Oportunidades
Cuando se habla de la Nueva Comedia Americana (que de nueva ya no tiene nada) siempre se reconoce a Apatow como su figura central. Todo bien con Apatow. Pero si se revisa la filmografía, es claro que el director de las mejores es Adam McKay. Ricky Bobby, Hermanastros, Policías de repuesto y El reportero: la leyenda de Ron Burgundy, no solo una de las mejores comedias de la NCA sino de todos los tiempos, componen la obra del director de comedias más importante de los últimos años (bueno, con Ben Stiller). La gran apuesta es una comedia pero, a diferencia de las anteriores, posee los elementos necesarios (coral, historia real, problema de actualidad, un toque de drama) para además otorgarle el reconocimiento oficial que McKay merece. Sabemos, desde ya, que a una comedia pura nunca la van a reconocer debidamente los premios y crítica americana, al menos hasta que su director o actor principal estiren la pata. Pero La gran apuesta, además de poseer estas cualidades estratégicas, es una película excelente.
Si uno lee el argumento, lo primero que se pregunta es cómo se puede traducir esta historia de forma que sea fácilmente entendible para cualquier público. Películas de Wall Street hay muchas, pero los eventos de este film en particular suceden en base a una serie de negocios y términos que ni siquiera los especialistas lograron entender bien. La difícil comprensión de los problemas que generaron la crisis del 2008 fue justamente una de las causas por las que la crisis sucedió en primer lugar. Lo que hace McKay es una genialidad absoluta, al convertir estas explicaciones necesarias en gags perfectos como esos en los que famosos, desde Selena Gomez a Anthony Bourdain, entran en escena a describir conceptos necesarios para comprender los sucesos. McKay es la persona idónea para dirigir este film porque una de las claves de la comedia yace en saber cómo no subestimar al público. La gran apuesta es una película que respeta la inteligencia de sus espectadores y sabe que puede explicar ideas y entretener al mismo tiempo sin perderlos en el camino.
Lamentablemente, quienes seguro no reciban los mismos reconocimientos que su director sean los actores. Los celebrantes de la obviedad, siempre razonando fuera del recipiente, han puesto sus ojos sobre Christian Bale por encima del resto del elenco, justamente el único que desentona con su interpretación exagerada del peculiar Dr. Burry. Mientras tanto, Brad Pitt, el más calmo de los cuatro protagónicos, resalta por contraste con su sabio y conspiracionista Ben.

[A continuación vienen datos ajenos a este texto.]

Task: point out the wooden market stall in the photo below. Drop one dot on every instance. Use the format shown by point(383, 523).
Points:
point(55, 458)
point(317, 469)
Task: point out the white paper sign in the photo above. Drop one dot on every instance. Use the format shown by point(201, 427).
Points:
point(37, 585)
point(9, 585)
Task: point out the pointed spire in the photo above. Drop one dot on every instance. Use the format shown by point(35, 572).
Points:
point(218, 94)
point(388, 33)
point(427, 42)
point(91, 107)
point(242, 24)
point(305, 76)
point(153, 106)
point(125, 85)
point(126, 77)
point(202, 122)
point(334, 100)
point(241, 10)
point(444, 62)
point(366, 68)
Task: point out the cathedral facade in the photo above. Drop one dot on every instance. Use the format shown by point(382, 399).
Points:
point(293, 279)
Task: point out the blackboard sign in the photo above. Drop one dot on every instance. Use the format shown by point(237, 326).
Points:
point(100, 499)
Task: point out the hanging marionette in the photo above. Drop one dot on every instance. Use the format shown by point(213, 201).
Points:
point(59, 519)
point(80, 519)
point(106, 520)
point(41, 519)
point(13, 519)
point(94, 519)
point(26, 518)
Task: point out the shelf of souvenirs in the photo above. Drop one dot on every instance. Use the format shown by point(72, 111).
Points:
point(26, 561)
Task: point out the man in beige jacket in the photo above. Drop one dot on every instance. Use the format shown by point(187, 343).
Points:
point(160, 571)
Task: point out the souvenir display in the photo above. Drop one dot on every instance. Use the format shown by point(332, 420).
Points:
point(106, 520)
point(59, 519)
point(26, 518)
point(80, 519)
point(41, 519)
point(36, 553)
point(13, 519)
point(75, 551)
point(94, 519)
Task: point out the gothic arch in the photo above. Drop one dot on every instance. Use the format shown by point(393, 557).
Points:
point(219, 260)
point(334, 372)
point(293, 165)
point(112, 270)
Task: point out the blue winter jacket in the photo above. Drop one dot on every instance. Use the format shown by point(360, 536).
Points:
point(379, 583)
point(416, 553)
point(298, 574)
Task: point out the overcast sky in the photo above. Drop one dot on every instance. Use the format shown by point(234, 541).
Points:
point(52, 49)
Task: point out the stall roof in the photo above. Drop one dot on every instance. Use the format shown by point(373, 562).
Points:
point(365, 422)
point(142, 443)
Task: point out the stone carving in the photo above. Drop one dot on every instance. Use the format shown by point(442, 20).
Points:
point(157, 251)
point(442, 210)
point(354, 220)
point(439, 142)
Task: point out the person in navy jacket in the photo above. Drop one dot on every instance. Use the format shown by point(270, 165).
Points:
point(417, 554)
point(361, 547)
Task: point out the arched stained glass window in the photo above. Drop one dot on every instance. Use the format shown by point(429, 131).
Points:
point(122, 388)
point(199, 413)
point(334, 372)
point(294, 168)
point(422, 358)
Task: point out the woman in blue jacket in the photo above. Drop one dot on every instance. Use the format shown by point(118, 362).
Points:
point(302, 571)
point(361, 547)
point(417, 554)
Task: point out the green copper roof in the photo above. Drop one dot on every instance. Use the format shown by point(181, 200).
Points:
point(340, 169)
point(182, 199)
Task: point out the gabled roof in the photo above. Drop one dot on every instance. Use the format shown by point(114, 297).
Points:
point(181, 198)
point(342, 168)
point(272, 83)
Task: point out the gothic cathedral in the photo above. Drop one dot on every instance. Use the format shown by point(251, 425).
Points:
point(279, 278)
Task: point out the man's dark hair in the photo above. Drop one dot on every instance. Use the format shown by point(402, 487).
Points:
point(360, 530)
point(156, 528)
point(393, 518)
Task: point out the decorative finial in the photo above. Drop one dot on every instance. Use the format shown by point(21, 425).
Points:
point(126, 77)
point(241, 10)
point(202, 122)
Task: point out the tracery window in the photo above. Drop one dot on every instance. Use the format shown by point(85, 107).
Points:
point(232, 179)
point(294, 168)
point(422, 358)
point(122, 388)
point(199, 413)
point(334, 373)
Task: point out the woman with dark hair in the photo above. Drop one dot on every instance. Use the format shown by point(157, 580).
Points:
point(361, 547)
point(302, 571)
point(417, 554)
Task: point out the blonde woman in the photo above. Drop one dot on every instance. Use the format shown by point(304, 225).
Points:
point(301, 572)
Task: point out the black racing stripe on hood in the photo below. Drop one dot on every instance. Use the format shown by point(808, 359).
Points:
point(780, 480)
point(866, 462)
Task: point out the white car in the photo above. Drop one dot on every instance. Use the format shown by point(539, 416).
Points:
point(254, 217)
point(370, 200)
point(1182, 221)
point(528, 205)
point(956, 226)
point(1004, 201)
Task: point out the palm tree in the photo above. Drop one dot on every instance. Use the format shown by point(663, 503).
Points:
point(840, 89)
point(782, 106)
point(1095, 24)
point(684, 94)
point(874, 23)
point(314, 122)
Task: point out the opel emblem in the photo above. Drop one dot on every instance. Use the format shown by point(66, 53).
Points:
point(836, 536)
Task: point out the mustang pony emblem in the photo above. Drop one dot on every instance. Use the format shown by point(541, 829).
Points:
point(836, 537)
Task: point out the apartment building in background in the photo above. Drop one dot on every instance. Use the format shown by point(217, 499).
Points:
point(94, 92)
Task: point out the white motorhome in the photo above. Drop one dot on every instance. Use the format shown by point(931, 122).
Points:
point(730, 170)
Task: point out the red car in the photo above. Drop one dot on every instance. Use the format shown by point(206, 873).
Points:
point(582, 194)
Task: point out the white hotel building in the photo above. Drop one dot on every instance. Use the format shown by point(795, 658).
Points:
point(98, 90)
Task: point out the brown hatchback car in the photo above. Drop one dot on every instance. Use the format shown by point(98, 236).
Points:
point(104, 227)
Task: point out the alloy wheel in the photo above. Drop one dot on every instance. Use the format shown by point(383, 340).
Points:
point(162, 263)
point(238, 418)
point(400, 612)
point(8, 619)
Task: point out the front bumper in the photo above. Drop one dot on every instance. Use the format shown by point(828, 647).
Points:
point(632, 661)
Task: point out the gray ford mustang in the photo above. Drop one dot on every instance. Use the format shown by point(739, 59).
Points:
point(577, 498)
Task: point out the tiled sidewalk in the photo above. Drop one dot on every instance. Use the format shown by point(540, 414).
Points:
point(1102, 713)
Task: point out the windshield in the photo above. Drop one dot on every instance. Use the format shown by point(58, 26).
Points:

Ryan Gosling, que normalmente hace que una vaca mirando la ruta parezca efusiva en comparación, es el que mejor demuestra las habilidades de McKay como director de actores. Por vez primera (o segunda, estaba bien en Crazy Stupid Love) compone un personaje desde el gesto y la palabra y se apodera del relato con autoridad. Detestable y fascinante al mismo tiempo, funciona como gran contrapunto del Mark Baum de Steve Carrell, que con dosis de culpa, autodeterminación y neurosis se convierte en el único héroe en este lío.
Y no abuso de una frase pre-armada porque suene bien. El atractivo de La gran apuesta, además de su humor y ritmo frenético, reside en cómo McKay transforma en épica justiciera las acciones de estos inversionistas que simplemente aprovecharon un sistema fallido. Porque no es boludo, y entiende que no puede ignorar las desastrosas implicaciones económicas, sociales y políticas del evento. Lo demuestra numerosas veces, cuando el personaje de Pitt les dice a los pendejos que no festejen, o cuando vuelve al padre de familia latino que se queda sin casa. Lo que McKay explota es el absurdo de que ante un sistema tan profundamente corrupto, aquellos que encuentran como golpearlo, aunque sea por ganancia personal, se convierten en figuras nobles cuales Robin Hoods con un plan de un solo paso (robarle a los ricos). Cuando Baum se encuentra con el garca oriental en un restaurante de Las Vegas y tras charlar decide invertir aún más dinero, todos sabemos que significa más ganancias a futuro, pero no es eso lo importante, sino destruir a esas nefastas entidades que por codicia arruinaron vidas enteras.
McKay triunfa al aprovechar un material pesado y complicado para convertirlo en una sátira rabiosa que no esquiva la seriedad del asunto, pero tampoco permite que lo derribe en su cruzada por entretener.